As Spo-isms go, this one could have some staying power.
The Miami Heat coach, Erik Spoelstra, debuted this dandy during his Monday press conference, after his team beat the Washington Wizards, 99-90 on Monday night. He used it in response to a question about Dwyane Wade's availability for just the third time this season on the back end of a back-to-back, availability that led to productivity (22 points) that allowed Miami to pull away.
"People made sweeping assumptions that he won't play any back-to-backs," Spoelstra said. "That's never been the case."
As sweeping assumptions go, however, that's a distant second to another that has been made about the conference in which the Heat reside—and the past three postseasons, have ruled.
No assumption has been more sweeping and steadfast than the one that rules out any team other than the Heat or Indiana Pacers for the East finals. That's why this is an interesting week for the Heat, one that started Sunday with an overtime loss in Chicago and includes Wednesday's hosting of the Brooklyn Nets.
The Pacers have lost four straight, and the Heat had lost three straight entering Monday.
But even if either of the East's elite is vulnerable, is any other team remotely capable?
Monday, Marcin Gortat turned in a strong performance (14 points, nine offensive rebounds, nine defensive rebounds, four assists), even if that statline came amid constant on-court critiquing from his coach, Randy Wittman. And later, the confident center, as is his custom, offered up even stronger words. In this case, they were about his team's potential.
How far can they go?
"It all depends where we gonna end up, in a playoff spot," Gortat said. "You know, we believe we are capable of beating Miami, having Nene and Kevin (Seraphin) back, and now having Drew (Gooden) and (Andre Miller), we believe that we are capable of beating this team. You know, we still got 20 games, we still can work on it and get better. We believe that we can be the third-best team here in the East, and that's what we're going to do."
Has that belief been reinforced by Monday's close contest, coming after a 114-97 win in Washington during January?
"Of course," Gortat said. "You know, every win has given us more confidence. And we are hoping that we get to that third spot that we want to get. We've just got to keep grinding."
As of the close of NBA business Monday, the Wizards sat in fifth, 2.5 games back of that spot, which Toronto still held after a loss to the sixth-seeded Nets. It would be silly to suggest that the Wizards—whose two best players (John Wall, Bradley Beal) have never appeared in a playoff series—would scare Miami.
To the contrary, they probably wouldn't bother the Heat even as much as the Bulls or Nets, each of whom featured experienced, irritating rivals, with names like Noah, Pierce and Garnett. Nor is the Verizon Center especially imposing; the Wizards are just 16-15 there, and bandwagoning Washingtonians have been quite welcoming to the Heat of late.
Still, the Wizards do have some pieces that could provide some temporary difficulties, both up front (Gortat-Nene could force the Heat to go bigger) and in the backcourt (Wall had just two field goals and seven turnovers Monday, but he's typically torn apart the Heat's defense, averaging 10.1 assists).

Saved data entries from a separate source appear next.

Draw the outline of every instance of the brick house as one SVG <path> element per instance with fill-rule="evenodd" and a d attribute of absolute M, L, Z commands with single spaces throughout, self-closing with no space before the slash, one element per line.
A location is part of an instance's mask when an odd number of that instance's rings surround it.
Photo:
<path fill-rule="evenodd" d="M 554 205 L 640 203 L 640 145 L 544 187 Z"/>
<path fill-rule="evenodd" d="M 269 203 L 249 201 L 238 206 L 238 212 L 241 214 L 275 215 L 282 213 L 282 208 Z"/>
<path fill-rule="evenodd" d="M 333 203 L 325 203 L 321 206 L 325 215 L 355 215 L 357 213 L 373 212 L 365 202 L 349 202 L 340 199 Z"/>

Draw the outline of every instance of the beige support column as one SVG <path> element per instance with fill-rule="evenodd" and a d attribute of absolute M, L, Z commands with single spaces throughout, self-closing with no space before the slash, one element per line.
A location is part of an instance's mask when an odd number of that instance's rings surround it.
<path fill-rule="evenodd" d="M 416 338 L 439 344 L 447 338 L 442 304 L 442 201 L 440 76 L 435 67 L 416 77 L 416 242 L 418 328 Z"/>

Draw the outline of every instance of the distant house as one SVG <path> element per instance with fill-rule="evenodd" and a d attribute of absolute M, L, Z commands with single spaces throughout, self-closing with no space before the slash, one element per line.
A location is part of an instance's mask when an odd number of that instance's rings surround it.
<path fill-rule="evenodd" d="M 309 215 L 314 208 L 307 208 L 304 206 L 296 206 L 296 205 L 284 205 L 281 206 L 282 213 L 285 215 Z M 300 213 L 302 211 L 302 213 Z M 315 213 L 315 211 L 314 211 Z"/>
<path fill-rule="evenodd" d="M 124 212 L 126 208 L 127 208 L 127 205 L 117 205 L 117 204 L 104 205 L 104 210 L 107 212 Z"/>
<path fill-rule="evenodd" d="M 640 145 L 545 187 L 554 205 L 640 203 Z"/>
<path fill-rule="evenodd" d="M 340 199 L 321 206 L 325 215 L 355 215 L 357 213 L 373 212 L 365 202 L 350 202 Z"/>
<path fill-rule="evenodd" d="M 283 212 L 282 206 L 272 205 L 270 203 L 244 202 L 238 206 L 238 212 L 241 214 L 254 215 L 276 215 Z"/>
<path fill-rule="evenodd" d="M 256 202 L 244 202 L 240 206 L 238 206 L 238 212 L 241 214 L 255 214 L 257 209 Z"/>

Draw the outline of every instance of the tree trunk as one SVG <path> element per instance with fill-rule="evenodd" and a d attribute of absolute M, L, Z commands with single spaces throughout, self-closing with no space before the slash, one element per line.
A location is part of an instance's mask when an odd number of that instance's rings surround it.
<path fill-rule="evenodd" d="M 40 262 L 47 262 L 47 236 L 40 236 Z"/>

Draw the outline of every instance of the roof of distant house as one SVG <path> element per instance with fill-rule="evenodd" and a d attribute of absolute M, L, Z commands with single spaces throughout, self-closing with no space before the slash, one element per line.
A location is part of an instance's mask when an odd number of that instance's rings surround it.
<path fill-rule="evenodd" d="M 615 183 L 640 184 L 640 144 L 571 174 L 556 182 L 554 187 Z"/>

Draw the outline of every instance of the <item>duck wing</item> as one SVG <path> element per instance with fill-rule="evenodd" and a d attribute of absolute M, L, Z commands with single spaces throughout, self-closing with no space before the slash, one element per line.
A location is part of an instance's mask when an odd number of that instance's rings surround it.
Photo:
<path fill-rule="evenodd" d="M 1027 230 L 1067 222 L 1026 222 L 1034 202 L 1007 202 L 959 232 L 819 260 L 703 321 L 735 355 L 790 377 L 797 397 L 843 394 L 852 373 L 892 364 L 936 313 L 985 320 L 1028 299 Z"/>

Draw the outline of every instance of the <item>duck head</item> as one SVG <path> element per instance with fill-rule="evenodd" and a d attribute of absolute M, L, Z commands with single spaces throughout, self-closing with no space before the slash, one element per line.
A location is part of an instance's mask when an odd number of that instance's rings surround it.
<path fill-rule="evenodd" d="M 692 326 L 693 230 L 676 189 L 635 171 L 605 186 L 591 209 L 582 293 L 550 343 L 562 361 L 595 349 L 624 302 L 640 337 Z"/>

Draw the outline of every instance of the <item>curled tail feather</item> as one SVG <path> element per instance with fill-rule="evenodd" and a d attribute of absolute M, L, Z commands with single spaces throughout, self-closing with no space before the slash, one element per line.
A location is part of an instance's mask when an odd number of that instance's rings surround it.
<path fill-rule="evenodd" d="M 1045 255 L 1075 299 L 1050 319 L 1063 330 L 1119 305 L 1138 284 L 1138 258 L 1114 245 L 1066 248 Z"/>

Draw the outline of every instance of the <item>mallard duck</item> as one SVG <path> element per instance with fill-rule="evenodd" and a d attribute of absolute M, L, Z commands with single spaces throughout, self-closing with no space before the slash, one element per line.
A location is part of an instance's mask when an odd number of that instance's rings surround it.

"I think we match up with those guys perfect," Wall said.
Monday, the Wizards were within 81-80 with 7:11 left, when the veteran Gooden, on his second 10-day contract, converted a layup. From there, Wade—encouragingly saving his best for last—Chris Bosh and LeBron James outscored the Wizards, 18-10.
James set the tone for the day, running into the gym for the walkthrough, making the rounds of players and coaches, pushing them to get ready for the game, and then hitting 10 of 15 shots to break out of a mini-slump. But Bosh and Wade closed the deal, and the latter's work had everyone on the home side smiling. Including Wade, who said he was feeling progress.
"I felt that I moved pretty well (Sunday) but I felt even better tonight," Wade said. "LeBron had it going in the first half and I paced myself. Then in the second half, I got my opportunity....At this time of year, I would love to play every night as we get into the groove to go into the playoffs."
And maybe, at some point, James will shoot another free throw. He went his second game without one for the first time since his rookie season of 2003. Spoelstra said he wouldn't campaign for foul calls from the podium.
"I just want him to continue to attack, and eventually the results will come," Spoelstra said.
Another sweeping assumption.
And that one, like the one about the expected participants in the Eastern Conference finals, will likely prove true.